Most Americans would agree that hot dogs and baseball are a match made in heaven. Like peanut butter and Fluff, lobster rolls and Maine, or Big Papi and homers, they just seem to go well together.
Of course, it helps that hot dogs are pretty much the perfect baseball snack: they’re compact and manageable, yet delicious, filling, and just the right amount of unhealthy for a lazy day at the park. Plus, they can be decked out with all kinds of toppings, from chili and cheese to just plain ol’ mustard. Their popularity also means that many of us have fond childhood memories of devouring a dog or two down at the nearby ballpark, all the while keeping an eye out for those ever-elusive foul balls.
For the luckiest among us, it wasn’t just any old ballpark that we got to go to—it was THE ballpark: the home of the legendary Boston Red Sox, Fenway Park.
As the oldest park in the league, Fenway has seen many changes, both inside and outside its walls. The streets and buildings around Fenway have evolved over the more than 100 years since its opening, and the park itself was given a face lift in 2009. Fenway modernized its facilities and signage, but was very careful to still maintain that old-fashioned, BoSox charm.
In the same year, Fenway parted ways with the manufacturer of its famous Fenway Franks and began the rigorous search for a new supplier. Eventually, the park settled on Chelsea-based Kayem Foods, a company with strong ties to New England and popular, high-quality products. Kayem was excited to be the new keeper of the Fenway Frank, and it set out to give the Frank’s recipe a bold makeover that—just like the park’s own face lift—still respected the dog’s long history.
The New Fenway Franks
It’s hard to say when exactly, but at some point after the park’s 1912 opening, the Fenway Frank was born.
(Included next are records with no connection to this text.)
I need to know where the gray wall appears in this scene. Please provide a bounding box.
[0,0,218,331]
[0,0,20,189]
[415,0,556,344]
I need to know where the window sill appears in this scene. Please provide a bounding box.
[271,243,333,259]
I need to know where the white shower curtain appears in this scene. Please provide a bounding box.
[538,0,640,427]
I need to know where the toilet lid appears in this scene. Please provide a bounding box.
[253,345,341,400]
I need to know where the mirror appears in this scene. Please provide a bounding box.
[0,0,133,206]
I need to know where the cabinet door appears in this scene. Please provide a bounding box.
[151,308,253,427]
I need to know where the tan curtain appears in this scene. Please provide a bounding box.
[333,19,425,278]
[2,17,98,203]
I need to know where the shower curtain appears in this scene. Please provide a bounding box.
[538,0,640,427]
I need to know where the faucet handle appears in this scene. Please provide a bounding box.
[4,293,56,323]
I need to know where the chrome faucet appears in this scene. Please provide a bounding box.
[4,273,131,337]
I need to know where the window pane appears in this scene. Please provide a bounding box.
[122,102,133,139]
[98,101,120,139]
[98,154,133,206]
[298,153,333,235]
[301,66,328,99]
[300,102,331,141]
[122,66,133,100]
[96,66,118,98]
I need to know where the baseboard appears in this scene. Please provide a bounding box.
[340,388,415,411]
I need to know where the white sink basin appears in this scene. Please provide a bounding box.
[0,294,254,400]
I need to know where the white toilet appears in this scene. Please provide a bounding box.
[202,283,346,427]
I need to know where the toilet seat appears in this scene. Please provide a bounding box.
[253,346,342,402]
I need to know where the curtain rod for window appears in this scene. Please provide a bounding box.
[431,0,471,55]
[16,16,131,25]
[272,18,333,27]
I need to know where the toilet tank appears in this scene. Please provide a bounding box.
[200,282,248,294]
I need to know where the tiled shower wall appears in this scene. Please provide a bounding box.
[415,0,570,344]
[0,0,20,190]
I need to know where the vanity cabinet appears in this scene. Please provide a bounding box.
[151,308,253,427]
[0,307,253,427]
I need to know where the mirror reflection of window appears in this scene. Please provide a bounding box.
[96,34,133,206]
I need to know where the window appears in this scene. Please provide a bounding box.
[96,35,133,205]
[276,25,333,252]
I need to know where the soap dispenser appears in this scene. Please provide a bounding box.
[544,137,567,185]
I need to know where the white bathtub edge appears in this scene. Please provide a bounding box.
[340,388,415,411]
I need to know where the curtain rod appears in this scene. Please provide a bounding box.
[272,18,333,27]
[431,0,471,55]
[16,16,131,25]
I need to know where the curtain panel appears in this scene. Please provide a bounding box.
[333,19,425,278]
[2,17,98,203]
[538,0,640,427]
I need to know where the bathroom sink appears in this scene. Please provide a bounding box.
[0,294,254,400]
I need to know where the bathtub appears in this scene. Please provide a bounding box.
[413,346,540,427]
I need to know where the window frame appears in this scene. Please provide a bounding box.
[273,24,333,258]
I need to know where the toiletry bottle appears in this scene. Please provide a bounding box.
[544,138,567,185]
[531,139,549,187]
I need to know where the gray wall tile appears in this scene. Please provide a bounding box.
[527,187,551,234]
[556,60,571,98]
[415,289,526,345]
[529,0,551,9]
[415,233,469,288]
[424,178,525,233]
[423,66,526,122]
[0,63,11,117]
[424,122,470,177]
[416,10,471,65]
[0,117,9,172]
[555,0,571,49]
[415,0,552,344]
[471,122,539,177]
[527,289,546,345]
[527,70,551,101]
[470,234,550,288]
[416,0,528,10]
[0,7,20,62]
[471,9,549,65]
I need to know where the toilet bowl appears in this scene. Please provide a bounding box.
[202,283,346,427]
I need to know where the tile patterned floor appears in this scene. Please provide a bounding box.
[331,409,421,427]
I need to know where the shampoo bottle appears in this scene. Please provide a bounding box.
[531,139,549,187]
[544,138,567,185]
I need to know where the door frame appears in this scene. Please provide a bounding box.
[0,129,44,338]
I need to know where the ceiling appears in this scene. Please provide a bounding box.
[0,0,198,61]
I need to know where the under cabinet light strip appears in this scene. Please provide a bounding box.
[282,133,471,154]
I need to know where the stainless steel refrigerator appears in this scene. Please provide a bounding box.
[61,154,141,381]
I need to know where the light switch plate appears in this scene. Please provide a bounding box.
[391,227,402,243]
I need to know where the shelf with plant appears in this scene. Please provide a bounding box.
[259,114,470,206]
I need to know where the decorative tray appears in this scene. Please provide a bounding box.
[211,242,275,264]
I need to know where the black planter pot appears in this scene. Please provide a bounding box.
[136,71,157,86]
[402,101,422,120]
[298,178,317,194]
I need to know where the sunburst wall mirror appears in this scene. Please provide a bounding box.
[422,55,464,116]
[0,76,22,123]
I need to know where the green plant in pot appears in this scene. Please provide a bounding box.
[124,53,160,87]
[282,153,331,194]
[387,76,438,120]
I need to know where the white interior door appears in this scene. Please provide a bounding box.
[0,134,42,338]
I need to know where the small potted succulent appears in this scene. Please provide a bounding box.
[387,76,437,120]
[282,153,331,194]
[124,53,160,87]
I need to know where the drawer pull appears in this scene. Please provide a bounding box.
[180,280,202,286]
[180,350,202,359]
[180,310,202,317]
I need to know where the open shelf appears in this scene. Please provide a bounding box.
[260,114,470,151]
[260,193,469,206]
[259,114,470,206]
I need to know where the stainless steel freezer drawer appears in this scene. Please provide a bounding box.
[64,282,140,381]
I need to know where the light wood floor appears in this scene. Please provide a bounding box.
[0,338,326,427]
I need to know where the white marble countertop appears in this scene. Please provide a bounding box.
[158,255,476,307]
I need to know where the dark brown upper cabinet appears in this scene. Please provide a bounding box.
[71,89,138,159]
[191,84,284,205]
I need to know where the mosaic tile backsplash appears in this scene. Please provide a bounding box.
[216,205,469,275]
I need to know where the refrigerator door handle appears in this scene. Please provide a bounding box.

Hot dogs had been being eaten at baseball games since the late 1800s, so it’s likely that Fenway served its first dogs right from the start, but precisely when the Frank became the icon that it is today seems to be a mystery. No matter its backstory, the Fenway Frank became a Boston staple and is today known to be a popular fan favorite.
It’s because of this that Kayem didn’t take their decision to revamp the Fenway Frank lightly. The company ran a series of careful taste tests during the new recipe’s creation, ensuring that the Frank would still be well received by its loyal fans, like it had been for decades. Eventually, the new Fenway Frank was approved, sporting a slightly bolder flavor thanks to Kayem’s special concoction of spices and meats.
Cooked to Perfection
Unlike many ballpark hot dogs, which are usually either steamed or grilled, Fenway Franks are instead boiled and grilled (ever-so-slightly). This method allows the Fenway Frank to retain all the juiciness of a boiled dog, but still have the snap of one that’s been gently grilled.
The final step for the Frank is to be lovingly placed into a classic, New England-style, split-top hot dog roll. After that, it’s left up to you to customize your frank. Deck it out with a heap of relish, keep it simple with a squiggle of yellow or brown mustard, or just enjoy the bold flavors of a naked frank.
Let’s Be Frank
With many Red Sox fans making it a point to eat one (or two… or three…) each game, it’s no surprise that Fenway Franks have always been a big seller at Fenway Park. But after Kayem threw fans a curveball with their new recipe, how did sales of the Frank fare?
Well, the numbers speak for themselves: during the 2013 World Series, Red Sox Nation ate an astounding 15,000 Franks per game! Then, in the 2014 season, more than 800,000 Fenway Franks were consumed! Based on those totals, it seems like the Fenway Frank’s new flavor was nothing less than a home run.
Fenway Franks are sold in and around Fenway Park, as well as in grocery stores throughout New England.
When was your earliest encounter with a Fenway Frank?